Typically Hitchcock does great with espionage films, only a few years earlier achieving cinematic greatness with The Foreign Corespondant and The 39 Steps, but seemingly lost his stride in creating Saboteur and merely recycled the same once-thrilling story lines both his previous excursions readily provided. Without going into any great depth here is a list of a few of this films major problems:
1. Despite having his face plastered on every newspaper across America, the only person who recognizes Kane is blind.
2. At the dinner party, Kane and Patricia don't want to run for the door because the bad guys might grab them and tell the party they were "gate crashers." Logically, what prevents the spies from grabbing them and saying this at any point during the evening? Besides, does anyone need to be reminded Kane is a wanted terrorist?
3. Since when can a fan belt cut through handcuffs?
4. Nobody recognizes him...his face is on EVERY NEWSPAPER!!!
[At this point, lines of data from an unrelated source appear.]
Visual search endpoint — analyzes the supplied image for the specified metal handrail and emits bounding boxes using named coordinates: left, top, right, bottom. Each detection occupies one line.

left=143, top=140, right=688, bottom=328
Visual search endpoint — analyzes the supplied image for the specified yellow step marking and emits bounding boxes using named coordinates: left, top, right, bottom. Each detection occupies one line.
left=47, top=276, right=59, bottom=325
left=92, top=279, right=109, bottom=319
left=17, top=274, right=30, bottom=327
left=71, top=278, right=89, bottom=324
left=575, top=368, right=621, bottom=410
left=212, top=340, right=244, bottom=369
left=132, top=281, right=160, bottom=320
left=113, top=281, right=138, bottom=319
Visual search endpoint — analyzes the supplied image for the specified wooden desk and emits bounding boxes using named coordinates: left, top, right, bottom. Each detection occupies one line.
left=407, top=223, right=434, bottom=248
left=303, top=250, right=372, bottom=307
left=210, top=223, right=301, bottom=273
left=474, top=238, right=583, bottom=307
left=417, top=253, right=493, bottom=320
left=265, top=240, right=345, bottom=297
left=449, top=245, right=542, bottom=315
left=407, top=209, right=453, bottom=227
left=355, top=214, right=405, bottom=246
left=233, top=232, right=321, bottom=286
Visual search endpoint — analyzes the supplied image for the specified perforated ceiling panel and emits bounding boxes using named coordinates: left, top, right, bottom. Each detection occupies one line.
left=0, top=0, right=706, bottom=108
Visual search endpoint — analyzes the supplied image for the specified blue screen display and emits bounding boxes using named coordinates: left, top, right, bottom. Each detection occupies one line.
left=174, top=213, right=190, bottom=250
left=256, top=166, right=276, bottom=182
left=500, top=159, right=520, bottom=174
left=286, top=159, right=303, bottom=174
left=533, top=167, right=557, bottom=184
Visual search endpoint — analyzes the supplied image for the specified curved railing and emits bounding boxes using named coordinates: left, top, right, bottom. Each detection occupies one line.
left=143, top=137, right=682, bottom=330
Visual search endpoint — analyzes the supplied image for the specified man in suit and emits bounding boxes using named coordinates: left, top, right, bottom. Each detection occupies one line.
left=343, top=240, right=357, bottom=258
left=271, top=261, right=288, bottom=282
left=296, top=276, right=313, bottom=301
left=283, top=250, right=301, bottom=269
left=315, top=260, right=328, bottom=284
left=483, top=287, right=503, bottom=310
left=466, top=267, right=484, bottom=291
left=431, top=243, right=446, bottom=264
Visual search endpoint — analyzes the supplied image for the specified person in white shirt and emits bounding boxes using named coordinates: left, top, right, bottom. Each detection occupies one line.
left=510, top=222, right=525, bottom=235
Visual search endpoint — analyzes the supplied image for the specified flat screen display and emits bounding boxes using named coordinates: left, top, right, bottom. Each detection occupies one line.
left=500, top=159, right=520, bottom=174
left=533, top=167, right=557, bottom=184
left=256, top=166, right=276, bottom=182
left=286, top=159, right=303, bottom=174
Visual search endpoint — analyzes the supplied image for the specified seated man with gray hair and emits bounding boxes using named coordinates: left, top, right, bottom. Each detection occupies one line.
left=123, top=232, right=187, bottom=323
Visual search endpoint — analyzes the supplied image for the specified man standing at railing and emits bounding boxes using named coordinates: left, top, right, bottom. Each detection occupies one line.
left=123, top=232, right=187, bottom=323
5. The spies catch up with Kane in the ghost town and assume he's the man Freeman sent to work with them...shouldn't't he have some sort of credentials? I know spies don't run around with name tags and photo IDs but a secret handshake maybe?
6. Cop picks up Kane escaping from Freeman's house, still seems no one recognizes this guy.
7. How exactly does the FBI come to believe Kane with no evidence? They don't even show Kane talking to the FBI, the scene simply fades in and we are forced to assume everything is now kosher.
8. When the cops search the Carnival Caravan how do they know Kane is now with a woman? The blind man believed Kane's story thus logically would not have reported his daughter missing, kidnapped, or even more importantly running with Kane. Why does this movie not employ logic?
This is a running list. The movie is not exciting, the plot makes no sense, and the world is full of people who willingly take wanted terrorists into their homes and cars everyday because its no big thing. Hitchcock fails miserably on this one.